Fruit flies similarly have the ability to continue to perceive their environment in times of sensory loss. For example, they can determine the nutritional value of food, even when their ability to taste has been impaired. Now, a study in Nature Neuroscience has uncovered details as to how this might be possible.
On top of this, flies that have had their ability to taste restored, but are still chemically unable to absorb glucose into their haemolymph, actively choose the sweetest foods they can find, even if those sugars are the hardest to digest and therefore the worst nutritional option. They’re like toddlers presented with the option of cake with blue icing, or Ryvita and hummus - sweetest wins, regardless of whether it's any good for them.
If they can taste, but not absorb sugar into the blood, flies make bad food decisions. If they can't taste, and can't absorb sugar into the blood, flies can't decide anything, and eat whatever they can find. Clearly, there’s something about the presence of glucose in the haemolymph that activates a taste-independent pathway that selects nutritional food.
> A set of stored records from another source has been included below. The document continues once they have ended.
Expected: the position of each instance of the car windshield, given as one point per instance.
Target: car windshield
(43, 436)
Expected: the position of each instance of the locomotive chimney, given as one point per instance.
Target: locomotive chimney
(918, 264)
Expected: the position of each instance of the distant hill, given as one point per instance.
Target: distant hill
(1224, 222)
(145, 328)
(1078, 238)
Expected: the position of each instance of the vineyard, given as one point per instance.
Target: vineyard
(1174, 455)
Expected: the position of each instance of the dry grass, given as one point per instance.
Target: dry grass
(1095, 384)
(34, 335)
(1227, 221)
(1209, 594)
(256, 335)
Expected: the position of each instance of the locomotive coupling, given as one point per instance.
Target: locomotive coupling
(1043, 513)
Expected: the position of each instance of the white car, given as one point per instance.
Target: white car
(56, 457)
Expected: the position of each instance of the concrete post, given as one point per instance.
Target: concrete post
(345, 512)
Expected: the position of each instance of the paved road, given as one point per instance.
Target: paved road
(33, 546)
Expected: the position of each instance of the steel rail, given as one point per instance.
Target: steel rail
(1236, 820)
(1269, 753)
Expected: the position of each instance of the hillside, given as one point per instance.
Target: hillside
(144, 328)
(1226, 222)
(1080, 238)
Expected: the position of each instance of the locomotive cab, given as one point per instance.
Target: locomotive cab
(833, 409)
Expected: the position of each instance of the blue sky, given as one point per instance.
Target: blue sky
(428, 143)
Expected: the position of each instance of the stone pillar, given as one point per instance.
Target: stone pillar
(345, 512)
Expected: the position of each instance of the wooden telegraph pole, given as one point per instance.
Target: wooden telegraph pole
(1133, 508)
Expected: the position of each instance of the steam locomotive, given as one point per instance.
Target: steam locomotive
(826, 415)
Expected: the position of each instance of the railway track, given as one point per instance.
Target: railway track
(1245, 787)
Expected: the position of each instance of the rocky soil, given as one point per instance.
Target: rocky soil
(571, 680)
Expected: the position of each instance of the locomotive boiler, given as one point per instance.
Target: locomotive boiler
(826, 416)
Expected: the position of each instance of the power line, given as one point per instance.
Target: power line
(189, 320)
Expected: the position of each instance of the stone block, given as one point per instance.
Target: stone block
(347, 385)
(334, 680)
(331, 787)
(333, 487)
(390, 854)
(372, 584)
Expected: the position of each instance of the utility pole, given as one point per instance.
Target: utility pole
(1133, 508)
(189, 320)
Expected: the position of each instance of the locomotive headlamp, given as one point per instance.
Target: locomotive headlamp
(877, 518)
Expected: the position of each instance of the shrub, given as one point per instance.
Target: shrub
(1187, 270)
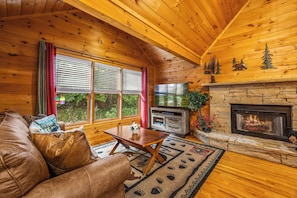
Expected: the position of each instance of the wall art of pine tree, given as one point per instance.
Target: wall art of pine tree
(267, 61)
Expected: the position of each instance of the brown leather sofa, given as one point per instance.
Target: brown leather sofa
(25, 173)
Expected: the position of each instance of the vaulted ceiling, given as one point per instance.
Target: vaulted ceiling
(185, 28)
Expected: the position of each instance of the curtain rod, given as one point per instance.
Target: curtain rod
(96, 57)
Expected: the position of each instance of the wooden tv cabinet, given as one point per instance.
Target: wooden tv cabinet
(173, 120)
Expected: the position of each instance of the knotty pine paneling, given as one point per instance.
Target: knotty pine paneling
(260, 22)
(77, 31)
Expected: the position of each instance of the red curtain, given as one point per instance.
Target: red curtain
(50, 79)
(144, 100)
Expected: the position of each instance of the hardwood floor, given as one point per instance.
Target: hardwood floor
(238, 175)
(241, 176)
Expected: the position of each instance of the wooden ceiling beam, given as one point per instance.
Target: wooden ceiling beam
(124, 19)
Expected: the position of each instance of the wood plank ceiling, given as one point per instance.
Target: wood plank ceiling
(185, 28)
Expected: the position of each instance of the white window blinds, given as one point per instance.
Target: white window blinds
(131, 81)
(73, 75)
(106, 78)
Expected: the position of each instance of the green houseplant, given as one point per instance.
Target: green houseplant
(196, 101)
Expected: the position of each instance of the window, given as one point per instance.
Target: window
(73, 81)
(107, 89)
(116, 91)
(131, 92)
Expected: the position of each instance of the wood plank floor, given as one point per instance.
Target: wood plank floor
(238, 175)
(241, 176)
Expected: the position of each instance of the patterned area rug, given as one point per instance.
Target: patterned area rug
(187, 166)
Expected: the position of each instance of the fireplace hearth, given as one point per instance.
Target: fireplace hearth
(265, 121)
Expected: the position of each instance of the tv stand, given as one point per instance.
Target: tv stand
(173, 120)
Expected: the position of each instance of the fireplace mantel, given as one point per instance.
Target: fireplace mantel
(274, 92)
(249, 82)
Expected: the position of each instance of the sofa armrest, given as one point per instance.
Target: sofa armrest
(62, 126)
(102, 178)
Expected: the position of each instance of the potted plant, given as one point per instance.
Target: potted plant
(196, 101)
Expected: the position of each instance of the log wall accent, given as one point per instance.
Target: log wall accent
(71, 30)
(260, 22)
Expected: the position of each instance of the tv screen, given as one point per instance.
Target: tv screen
(172, 95)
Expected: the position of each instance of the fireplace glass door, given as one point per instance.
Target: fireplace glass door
(266, 121)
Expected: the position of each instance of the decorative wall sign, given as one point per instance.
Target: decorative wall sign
(237, 66)
(267, 61)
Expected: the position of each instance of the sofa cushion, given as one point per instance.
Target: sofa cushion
(64, 151)
(45, 124)
(21, 164)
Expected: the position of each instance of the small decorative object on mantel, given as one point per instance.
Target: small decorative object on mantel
(238, 66)
(267, 61)
(293, 137)
(213, 67)
(206, 123)
(134, 127)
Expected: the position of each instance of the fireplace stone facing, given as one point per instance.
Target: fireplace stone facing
(272, 94)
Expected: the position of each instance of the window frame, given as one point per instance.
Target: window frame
(91, 96)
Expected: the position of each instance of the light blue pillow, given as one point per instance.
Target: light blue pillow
(45, 125)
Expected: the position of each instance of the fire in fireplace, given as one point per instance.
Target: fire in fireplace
(266, 121)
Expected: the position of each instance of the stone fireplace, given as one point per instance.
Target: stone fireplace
(257, 132)
(265, 121)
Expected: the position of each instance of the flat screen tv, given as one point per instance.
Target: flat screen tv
(172, 95)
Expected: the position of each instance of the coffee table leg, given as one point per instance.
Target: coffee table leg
(114, 148)
(154, 154)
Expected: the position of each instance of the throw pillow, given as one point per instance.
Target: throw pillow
(64, 151)
(45, 125)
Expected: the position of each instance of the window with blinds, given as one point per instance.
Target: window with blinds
(106, 78)
(131, 82)
(73, 75)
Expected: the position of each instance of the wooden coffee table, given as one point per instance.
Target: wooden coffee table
(144, 140)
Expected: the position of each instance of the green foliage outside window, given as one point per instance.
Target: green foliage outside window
(106, 106)
(130, 104)
(72, 107)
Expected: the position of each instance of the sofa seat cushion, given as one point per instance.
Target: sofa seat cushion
(64, 151)
(21, 164)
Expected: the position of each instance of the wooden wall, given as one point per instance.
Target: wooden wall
(260, 22)
(76, 31)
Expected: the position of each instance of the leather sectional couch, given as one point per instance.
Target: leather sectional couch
(25, 173)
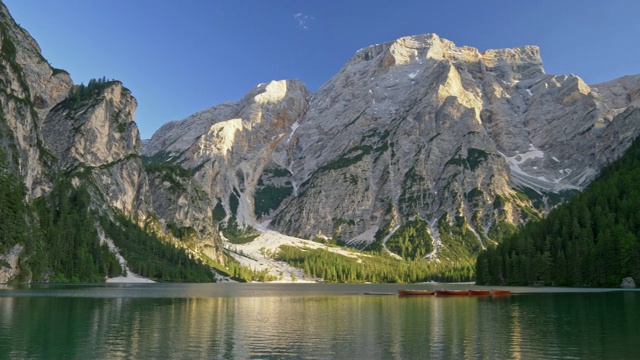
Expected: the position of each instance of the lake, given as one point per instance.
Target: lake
(312, 321)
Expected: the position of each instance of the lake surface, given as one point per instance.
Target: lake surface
(312, 321)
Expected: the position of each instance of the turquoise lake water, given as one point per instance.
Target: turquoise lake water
(312, 321)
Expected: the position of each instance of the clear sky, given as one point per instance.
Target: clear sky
(181, 56)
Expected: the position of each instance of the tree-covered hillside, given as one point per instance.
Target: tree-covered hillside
(592, 240)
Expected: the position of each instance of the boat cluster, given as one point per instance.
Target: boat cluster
(423, 292)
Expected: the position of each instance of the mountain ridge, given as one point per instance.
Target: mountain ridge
(416, 148)
(517, 121)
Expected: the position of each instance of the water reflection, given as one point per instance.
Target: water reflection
(320, 326)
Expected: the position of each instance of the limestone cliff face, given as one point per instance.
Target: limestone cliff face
(96, 141)
(422, 128)
(415, 128)
(51, 128)
(30, 88)
(228, 147)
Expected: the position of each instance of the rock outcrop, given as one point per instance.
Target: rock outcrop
(51, 128)
(230, 146)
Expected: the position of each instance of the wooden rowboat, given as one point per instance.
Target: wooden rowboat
(405, 292)
(500, 292)
(452, 292)
(480, 292)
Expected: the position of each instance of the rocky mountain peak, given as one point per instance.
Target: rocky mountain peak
(417, 129)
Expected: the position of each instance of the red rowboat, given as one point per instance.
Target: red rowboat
(452, 292)
(480, 292)
(500, 292)
(403, 292)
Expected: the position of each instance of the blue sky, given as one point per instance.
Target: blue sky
(179, 57)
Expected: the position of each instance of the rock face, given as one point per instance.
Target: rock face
(418, 128)
(51, 128)
(30, 89)
(229, 147)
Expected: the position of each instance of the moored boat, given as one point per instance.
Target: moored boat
(500, 292)
(452, 292)
(416, 292)
(480, 292)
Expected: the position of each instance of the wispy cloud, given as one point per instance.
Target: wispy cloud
(303, 20)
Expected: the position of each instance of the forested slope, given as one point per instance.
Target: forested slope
(592, 240)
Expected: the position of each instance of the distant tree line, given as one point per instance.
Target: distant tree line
(370, 267)
(592, 240)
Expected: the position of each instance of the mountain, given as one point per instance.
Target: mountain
(416, 149)
(414, 135)
(71, 168)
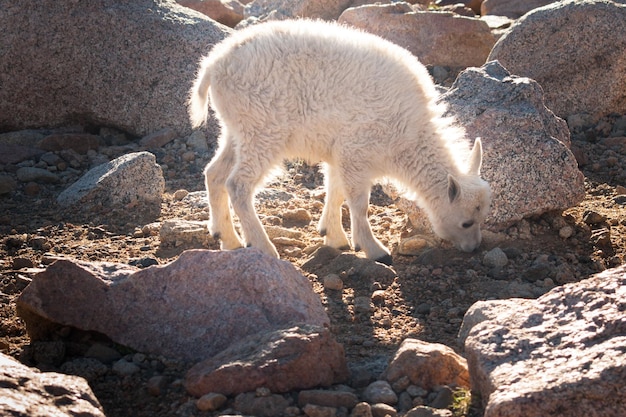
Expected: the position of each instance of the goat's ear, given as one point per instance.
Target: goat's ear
(476, 158)
(454, 189)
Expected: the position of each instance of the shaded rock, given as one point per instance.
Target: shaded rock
(39, 175)
(427, 365)
(79, 142)
(283, 360)
(436, 38)
(562, 354)
(228, 13)
(7, 184)
(574, 50)
(260, 10)
(132, 181)
(526, 156)
(191, 308)
(511, 8)
(266, 406)
(486, 310)
(186, 233)
(27, 392)
(129, 65)
(12, 153)
(380, 392)
(326, 398)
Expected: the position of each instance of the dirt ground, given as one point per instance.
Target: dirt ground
(423, 296)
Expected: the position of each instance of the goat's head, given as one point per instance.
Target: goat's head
(466, 206)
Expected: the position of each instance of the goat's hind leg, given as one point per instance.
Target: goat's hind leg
(215, 175)
(358, 192)
(330, 222)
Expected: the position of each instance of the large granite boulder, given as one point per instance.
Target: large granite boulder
(28, 392)
(124, 64)
(191, 309)
(575, 51)
(560, 355)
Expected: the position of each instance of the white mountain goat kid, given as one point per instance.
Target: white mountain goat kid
(363, 106)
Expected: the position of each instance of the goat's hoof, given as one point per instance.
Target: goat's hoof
(387, 260)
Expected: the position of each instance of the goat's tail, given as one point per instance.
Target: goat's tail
(199, 96)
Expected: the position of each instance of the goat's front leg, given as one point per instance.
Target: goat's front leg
(215, 175)
(330, 222)
(362, 236)
(241, 190)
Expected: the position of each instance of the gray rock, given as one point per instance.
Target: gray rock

To try to work out the molecular causes of this, the researchers looked for mutations in genes that caused normal, happy healthy flies to suddenly lose the ability to distinguish different sugars. They found one and, obviously, named the gene it was in ‘cupcake’. Cupcake is similar to a human gene called, boringly, SGLT1, which is responsible for the absorption of glucose into the blood from the small intestine. So is cupcake responsible for glucose movement into the haemolymph, and therefore subsequent food selection based on nutritional value?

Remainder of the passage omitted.